Elasticsearch HA and geocluster

Hello,
how setup HA Elasticsearch cluster in geocluster environment? We have 2 datacenter location and for each of datacenter we have 1 hardware virtualization server.

I know that best setup is use odd number of Elasticsearch nodes, so should we use two ES nodes for DC 1 a one for DC 2 or is there some better approach?

We don't really support having cluster split across different regions.

The best thing to do is to have 2 different clusters, one in each node.
I'd recommend in each region at least 2 data nodes + one master only node.

To synchronize data between zones, you can:

  • Send your data in both clusters
  • Send your data to a message queue system like Kafka and use a Logstash instance in each zone to read the queue and index documents locally
  • Use the Cross Cluster Replication feature (available with a platinum license or a trial). See https://www.elastic.co/subscriptions
1 Like

Thank you @dadoonet for your tips.
I'm a little bit suprised that Elastic does not have support out-of-the-box. Is it on roadmap?

Not really, at least not within a single cluster. Each cluster relies on the node-to-node network connections being (a) reliable, (b) low-latency and (c) high-bandwidth, and none of these are really true of connections between different regions. Multi-region deployments are supported out-of-the-box using federation: cross-cluster search and/or cross-cluster replication.

I mean technically you can split a cluster across geographically separated regions, and it'll do the right thing even if the connection is unreliable and/or slow, but it won't necessarily perform very well.
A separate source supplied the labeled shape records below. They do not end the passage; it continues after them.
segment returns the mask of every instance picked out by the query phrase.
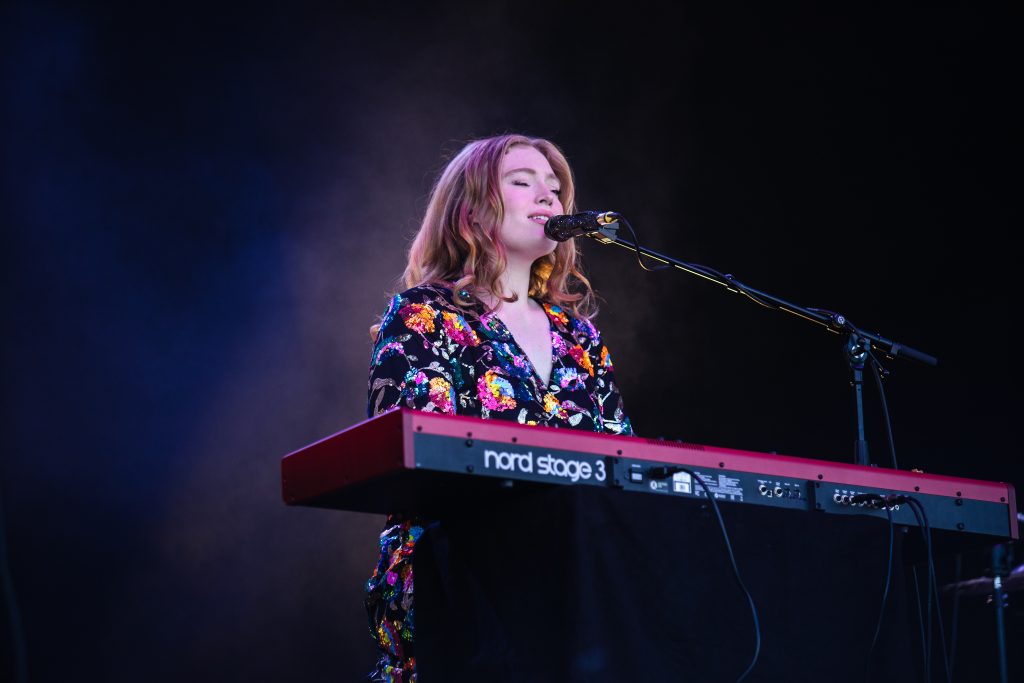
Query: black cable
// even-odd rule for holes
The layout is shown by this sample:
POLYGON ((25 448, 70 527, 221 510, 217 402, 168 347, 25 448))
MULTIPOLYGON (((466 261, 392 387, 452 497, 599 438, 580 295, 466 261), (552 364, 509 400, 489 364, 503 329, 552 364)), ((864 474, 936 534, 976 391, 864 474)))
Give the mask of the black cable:
POLYGON ((746 596, 746 602, 751 605, 751 614, 754 617, 754 656, 751 657, 751 663, 746 665, 746 669, 743 673, 736 679, 736 683, 739 683, 746 678, 752 671, 754 671, 754 666, 758 663, 758 657, 761 656, 761 622, 758 620, 758 608, 754 604, 754 597, 751 595, 751 592, 746 590, 746 585, 743 584, 743 580, 739 577, 739 565, 736 564, 736 556, 732 552, 732 543, 729 541, 729 532, 725 530, 725 521, 722 519, 722 512, 718 509, 718 503, 715 501, 715 496, 711 493, 711 489, 708 487, 708 484, 705 483, 705 480, 697 476, 697 473, 693 470, 685 467, 673 467, 672 469, 678 469, 680 472, 686 472, 705 489, 705 495, 708 496, 708 500, 711 502, 711 507, 715 510, 715 516, 718 517, 718 525, 722 529, 722 538, 725 540, 725 549, 729 553, 729 562, 732 563, 732 575, 736 578, 736 583, 739 584, 740 590, 743 592, 743 595, 746 596))
POLYGON ((14 680, 27 683, 29 680, 29 657, 25 646, 25 630, 17 609, 14 594, 14 580, 10 573, 10 558, 7 555, 7 520, 3 514, 3 498, 0 497, 0 583, 3 584, 4 603, 7 605, 7 622, 10 627, 11 649, 14 657, 14 680))
MULTIPOLYGON (((953 585, 959 585, 961 579, 964 577, 964 554, 956 553, 956 562, 954 564, 953 570, 953 585)), ((959 594, 958 590, 953 591, 953 615, 952 623, 949 625, 949 671, 956 671, 956 632, 959 624, 959 594)))
POLYGON ((935 598, 935 617, 938 620, 939 625, 939 643, 942 646, 942 664, 945 667, 946 681, 949 683, 952 681, 952 674, 949 670, 949 655, 946 653, 946 636, 945 629, 942 625, 942 605, 940 604, 939 598, 939 582, 935 573, 935 558, 932 553, 932 527, 928 522, 928 514, 925 512, 925 506, 922 505, 921 501, 911 496, 901 496, 901 499, 905 500, 910 506, 910 511, 913 512, 914 518, 918 520, 918 525, 922 529, 922 533, 925 535, 925 547, 928 554, 928 657, 929 664, 931 664, 932 657, 932 598, 935 598))
POLYGON ((925 638, 925 616, 921 613, 921 583, 918 581, 918 567, 911 567, 913 574, 913 597, 918 599, 918 626, 921 627, 921 647, 925 659, 925 681, 932 683, 932 660, 928 656, 928 639, 925 638))
POLYGON ((668 267, 671 266, 670 263, 666 263, 664 265, 659 265, 659 266, 656 266, 656 267, 653 267, 653 268, 648 268, 646 265, 644 265, 644 263, 643 263, 643 255, 640 253, 640 239, 637 238, 636 230, 634 230, 633 226, 630 225, 630 221, 626 220, 622 216, 620 216, 617 218, 617 220, 618 220, 618 222, 621 222, 622 224, 624 224, 626 226, 626 229, 628 229, 630 231, 630 234, 633 236, 633 249, 637 253, 637 263, 640 264, 641 268, 643 268, 644 270, 650 271, 650 272, 654 272, 655 270, 664 270, 664 269, 666 269, 666 268, 668 268, 668 267))
POLYGON ((893 469, 898 470, 899 465, 896 464, 896 440, 893 438, 893 423, 889 415, 889 402, 886 400, 886 389, 882 385, 882 379, 889 374, 889 371, 882 367, 879 359, 871 353, 870 348, 867 349, 867 354, 871 358, 871 366, 874 367, 874 372, 871 374, 874 375, 874 381, 879 385, 879 396, 882 398, 882 415, 886 418, 886 434, 889 436, 889 454, 893 458, 893 469))
MULTIPOLYGON (((872 500, 885 501, 881 496, 876 496, 872 500)), ((864 663, 864 680, 870 679, 871 675, 871 654, 874 652, 874 645, 879 642, 879 634, 882 633, 882 623, 886 616, 886 603, 889 600, 889 587, 893 579, 893 511, 888 505, 883 505, 886 516, 889 517, 889 563, 886 569, 886 589, 882 594, 882 608, 879 610, 879 623, 874 627, 874 636, 871 638, 871 646, 867 648, 867 660, 864 663)))
MULTIPOLYGON (((633 226, 630 225, 630 221, 626 220, 622 216, 620 216, 617 220, 620 222, 622 222, 624 225, 626 225, 626 228, 630 231, 630 234, 633 236, 633 250, 637 254, 637 262, 640 264, 641 268, 643 268, 644 270, 648 270, 650 272, 653 272, 655 270, 664 270, 665 268, 668 268, 668 267, 672 266, 671 263, 665 263, 664 265, 659 265, 659 266, 656 266, 656 267, 653 267, 653 268, 649 268, 646 265, 644 265, 643 258, 642 258, 643 255, 640 253, 640 239, 637 237, 636 230, 634 230, 633 226)), ((739 282, 738 280, 736 280, 735 278, 733 278, 732 275, 730 275, 728 273, 721 272, 719 270, 716 270, 715 268, 709 267, 707 265, 700 265, 698 263, 684 263, 683 265, 685 265, 690 270, 692 270, 694 272, 697 272, 697 273, 700 273, 700 274, 703 274, 705 276, 707 276, 707 278, 709 278, 711 280, 714 280, 715 278, 718 278, 719 280, 723 280, 723 281, 729 283, 729 286, 733 290, 735 290, 736 293, 742 294, 743 296, 745 296, 748 299, 750 299, 751 301, 753 301, 756 304, 764 306, 765 308, 771 308, 772 310, 778 310, 778 308, 779 308, 775 304, 767 302, 767 301, 759 298, 758 296, 752 294, 746 289, 745 285, 743 285, 741 282, 739 282)))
If you only have two failure domains (e.g. regions) then it is not possible to achieve high availability. At least, you cannot build a system that can tolerate the loss of either domain. This isn't a limitation of Elasticsearch, it's a fundamental property of distributed systems: with two domains one or other of them will always be critical to the health of your cluster. The recommended approach is to have at least three failure domains. Fortunately with Elasticsearch you only need a single, small, dedicated master node in the third domain and you can leave all the heavy machinery in the other two.

2 Likes

This topic was automatically closed 28 days after the last reply. New replies are no longer allowed.